A fireplace hearth is literally the beginning of a fireplace. It sits in the front for all to see and provides a warm place to relax and enjoy the fire. You can use many methods and different types of materials to build your hearth, each with their own benefits and draw-backs.
A prefab hearth comes with the surface that will be the most visible; you will still need to construct the underside yourself. This is usually comprised of two layers: plywood and cement board. Once you have these in place, you're ready to install the top layer. This will come with installation instructions, as well as all the materials you will need to get it in place. You can purchase prefab hearths with almost any appearance you want, from marble and stone to various types of wood. These are the easiest hearths to install.
Hearths from Scratch
Building a hearth from scratch is a much more complicated, involved process. The bottom two layers remain the same plywood and concrete board, however you will need an additional thin layer of concrete to set your materials in. How complicated the material gathering is depends on how involved and customized you want your hearth to be. You can find materials like granite or ceramic tile in hardware stores, primarily, however others, such as slate or other various types of rock, can be found in quarries, river beds, or any other place that rock can be found. If you do choose to go this route, you will need to make sure the rock you get will fit together in the space you require, and also that it has good integrity. The last thing you want is to complete the installation, light up your fireplace, and then watch your hearth crack into pieces from the heat.

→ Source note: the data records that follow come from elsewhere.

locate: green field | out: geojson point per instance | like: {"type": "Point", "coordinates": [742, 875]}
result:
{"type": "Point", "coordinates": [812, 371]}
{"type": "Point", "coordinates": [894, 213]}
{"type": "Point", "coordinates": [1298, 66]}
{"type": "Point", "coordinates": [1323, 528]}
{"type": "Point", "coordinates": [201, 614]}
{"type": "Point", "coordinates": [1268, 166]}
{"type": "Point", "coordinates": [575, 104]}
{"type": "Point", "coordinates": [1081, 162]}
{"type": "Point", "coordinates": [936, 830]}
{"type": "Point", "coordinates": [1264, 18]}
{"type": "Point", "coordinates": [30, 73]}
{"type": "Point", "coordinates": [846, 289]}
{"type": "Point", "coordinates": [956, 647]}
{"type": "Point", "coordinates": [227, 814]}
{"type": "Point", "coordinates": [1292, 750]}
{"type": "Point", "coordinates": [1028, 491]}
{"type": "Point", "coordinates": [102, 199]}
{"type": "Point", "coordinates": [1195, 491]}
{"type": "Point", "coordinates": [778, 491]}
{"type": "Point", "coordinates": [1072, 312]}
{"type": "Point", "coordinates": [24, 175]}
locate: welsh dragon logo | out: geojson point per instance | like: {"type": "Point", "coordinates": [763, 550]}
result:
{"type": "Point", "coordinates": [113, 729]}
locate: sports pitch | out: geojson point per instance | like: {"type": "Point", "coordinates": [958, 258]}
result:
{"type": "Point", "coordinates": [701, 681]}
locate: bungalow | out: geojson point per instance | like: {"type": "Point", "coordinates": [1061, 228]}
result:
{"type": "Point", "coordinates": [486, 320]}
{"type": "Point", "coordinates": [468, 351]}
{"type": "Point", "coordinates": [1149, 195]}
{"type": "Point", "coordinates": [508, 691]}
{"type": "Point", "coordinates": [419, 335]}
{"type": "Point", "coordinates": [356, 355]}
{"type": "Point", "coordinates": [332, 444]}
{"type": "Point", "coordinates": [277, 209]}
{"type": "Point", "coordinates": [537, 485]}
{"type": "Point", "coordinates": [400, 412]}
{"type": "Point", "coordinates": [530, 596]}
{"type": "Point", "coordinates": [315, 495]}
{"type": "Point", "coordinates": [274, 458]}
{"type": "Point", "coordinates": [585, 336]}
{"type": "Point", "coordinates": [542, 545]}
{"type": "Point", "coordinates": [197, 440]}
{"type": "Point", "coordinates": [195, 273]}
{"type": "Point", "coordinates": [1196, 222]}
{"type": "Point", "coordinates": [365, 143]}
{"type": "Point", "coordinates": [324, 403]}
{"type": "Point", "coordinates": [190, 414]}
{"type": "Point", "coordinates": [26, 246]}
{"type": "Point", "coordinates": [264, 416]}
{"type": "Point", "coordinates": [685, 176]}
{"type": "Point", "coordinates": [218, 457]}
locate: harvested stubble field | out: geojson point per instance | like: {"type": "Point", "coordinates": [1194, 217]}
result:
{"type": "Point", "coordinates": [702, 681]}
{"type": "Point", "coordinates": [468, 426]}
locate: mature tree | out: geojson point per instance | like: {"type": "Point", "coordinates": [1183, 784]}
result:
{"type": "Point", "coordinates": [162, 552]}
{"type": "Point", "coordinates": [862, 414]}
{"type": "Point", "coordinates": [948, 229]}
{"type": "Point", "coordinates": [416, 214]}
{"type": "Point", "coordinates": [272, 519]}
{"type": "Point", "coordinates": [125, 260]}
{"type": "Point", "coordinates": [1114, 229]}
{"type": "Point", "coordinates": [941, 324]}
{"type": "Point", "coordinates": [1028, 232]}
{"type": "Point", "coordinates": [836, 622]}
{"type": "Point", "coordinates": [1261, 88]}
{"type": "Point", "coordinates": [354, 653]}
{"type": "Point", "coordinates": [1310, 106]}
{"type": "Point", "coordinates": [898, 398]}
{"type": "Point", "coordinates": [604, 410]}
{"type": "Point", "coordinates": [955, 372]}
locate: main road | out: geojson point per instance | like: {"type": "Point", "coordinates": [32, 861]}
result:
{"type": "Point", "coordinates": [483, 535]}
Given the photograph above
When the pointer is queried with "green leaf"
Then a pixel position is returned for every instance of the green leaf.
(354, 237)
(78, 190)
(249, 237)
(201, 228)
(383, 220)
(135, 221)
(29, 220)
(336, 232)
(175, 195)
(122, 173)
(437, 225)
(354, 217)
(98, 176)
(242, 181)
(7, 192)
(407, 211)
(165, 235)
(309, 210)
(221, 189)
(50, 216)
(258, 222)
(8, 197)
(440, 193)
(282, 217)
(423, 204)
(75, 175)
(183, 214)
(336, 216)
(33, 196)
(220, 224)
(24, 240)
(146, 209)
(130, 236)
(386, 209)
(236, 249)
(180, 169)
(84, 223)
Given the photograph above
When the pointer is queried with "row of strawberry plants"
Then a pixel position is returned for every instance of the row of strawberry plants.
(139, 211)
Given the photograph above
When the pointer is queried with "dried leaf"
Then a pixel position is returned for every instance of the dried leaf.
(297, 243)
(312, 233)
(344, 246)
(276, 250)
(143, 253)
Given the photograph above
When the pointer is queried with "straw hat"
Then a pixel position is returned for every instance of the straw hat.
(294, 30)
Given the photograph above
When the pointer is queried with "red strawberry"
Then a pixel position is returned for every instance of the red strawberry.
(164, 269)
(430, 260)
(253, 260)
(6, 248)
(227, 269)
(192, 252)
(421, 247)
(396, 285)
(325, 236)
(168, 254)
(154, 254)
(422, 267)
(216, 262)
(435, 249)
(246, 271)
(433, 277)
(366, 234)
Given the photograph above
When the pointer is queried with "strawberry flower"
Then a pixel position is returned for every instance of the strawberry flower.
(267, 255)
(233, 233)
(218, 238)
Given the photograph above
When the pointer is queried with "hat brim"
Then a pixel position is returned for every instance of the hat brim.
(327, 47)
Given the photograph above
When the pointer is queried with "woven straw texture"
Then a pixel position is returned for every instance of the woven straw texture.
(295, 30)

Granite is the choice for more upscale looking fireplaces. It has a classy feel to it and is easy to work with and is very durable, however it is one of the most expensive materials you can buy.
Tile, depending on the type you use, can be cheap or expensive. Out of all the possible materials you can use for your hearth, tile has the most versatile appearance; you can find tile to match the color scheme of any room in any house. It is relatively easy to work with, however it can be fragile once installed. Be careful not to drop your fireplace poker on it.
Slate is tricky to work with. It's hard to judge the integrity just by looking at the surface. A slab that looks fine outdoors may easily crack in half when exposed to heat. Your best bet when using slate is to purchase pieces from a hardware store, rather than picking pieces from outside.
Brick is one of the slower, more tedious materials to install, but it's also one of the cheapest and most durable.